À l’issue du jeu, tous les participants ont été interrogés quant à leur expérience pendant le jeu. Curieusement, les joueurs riches expliquaient leur victoire en racontant tout ce qu’ils avaient fait pour qu’elle soit possible, alors que le jeu était en réalité tourné à leur avantage (1).
L’argent nous rendrait plus dominants et moins gentils. En outre, lorsque nous essayons d’expliquer notre situation privilégiée, nous oublions facilement le contexte qui l’a rendue possible.
Une autre étude américaine a testé la mesure dans laquelle des personnes riches et moins riches étaient disposées à donner de l’argent à des gens qu’elles ne connaissaient pas. Pour ce faire, les chercheurs ont donné 10 dollars à chacune des personnes testées, issues des deux classes sociales. Les chercheurs leur ont expliqué qu’elles pouvaient choisir de garder cet argent ou d’en donner une partie à quelqu’un qu’elles ne connaissaient pas et ne rencontreraient jamais.
Les personnes gagnant entre 15.000 et 25.000 dollars par an ont donné jusqu’à 44% d’argent de plus à la personne qu’elles ne connaissaient pas que les personnes gagnant jusqu’à 10 fois plus (1).

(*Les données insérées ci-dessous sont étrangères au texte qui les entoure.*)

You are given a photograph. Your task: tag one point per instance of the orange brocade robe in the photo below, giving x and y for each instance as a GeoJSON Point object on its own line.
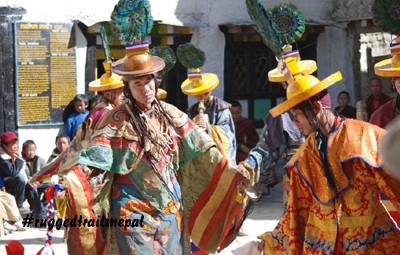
{"type": "Point", "coordinates": [353, 221]}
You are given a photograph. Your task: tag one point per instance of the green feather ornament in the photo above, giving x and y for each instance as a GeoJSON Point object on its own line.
{"type": "Point", "coordinates": [104, 40]}
{"type": "Point", "coordinates": [263, 23]}
{"type": "Point", "coordinates": [190, 56]}
{"type": "Point", "coordinates": [166, 53]}
{"type": "Point", "coordinates": [279, 26]}
{"type": "Point", "coordinates": [288, 22]}
{"type": "Point", "coordinates": [387, 15]}
{"type": "Point", "coordinates": [131, 20]}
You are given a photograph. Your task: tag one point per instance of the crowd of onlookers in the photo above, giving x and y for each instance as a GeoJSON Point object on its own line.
{"type": "Point", "coordinates": [20, 196]}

L’argent aurait une influence sur notre générosité. Plus nous avons d’argent, moins nous voulons bien en donner.
Avant toute chose, il est important de préciser que, selon des études plus récentes, la réalité est bien plus nuancée que ce que suggèrent ces expériences. Le rapport entre argent et comportement éthique est en effet bien plus complexe. Il dépend par exemple de facteurs tels que les valeurs morales de la personne et de la façon dont on définit la richesse (3).
L’hypothèse affirmant que les plus pauvres seraient les plus généreux n’exclut en outre pas que des personnes plus fortunées puissent également l’être. Des études le démontrent d’ailleurs. Au cours d’une expérience ou des personnes riches et plus pauvres ont dû regarder une brève vidéo sur la pauvreté infantile, les deux catégories ont fait preuve d’autant de générosité en voyant, une heure plus tard, une personne dans le besoin (1).

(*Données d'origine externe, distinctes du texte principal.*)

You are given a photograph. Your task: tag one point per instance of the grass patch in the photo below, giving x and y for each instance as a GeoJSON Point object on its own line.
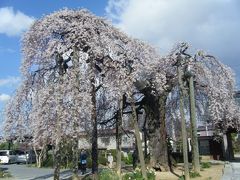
{"type": "Point", "coordinates": [191, 174]}
{"type": "Point", "coordinates": [205, 165]}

Notre volonté d’aider les autres n’est donc pas inhérente à notre classe sociale ou à notre degré de richesse, mais bien à notre humanité.
Bibliographie:
(1) TEDxMarin. (2013, octobre). Does money make you mean? [Vidéo]. Ted.com.
(2) Vohs, D. K., et al. Merely Activating the Concept of Money Changes Personal and Interpersonal Behavior. Association for Psychological Science. 2008. Volume 17, 3.
(3) Trautmann S. T., et al. Social Class and (Un)Ethical Behavior: A Framework, With Evidence From a Large Population Sample. Perspectives on Psychological Science. 2013. Volume: 8 issue: 5, page(s): 487-497.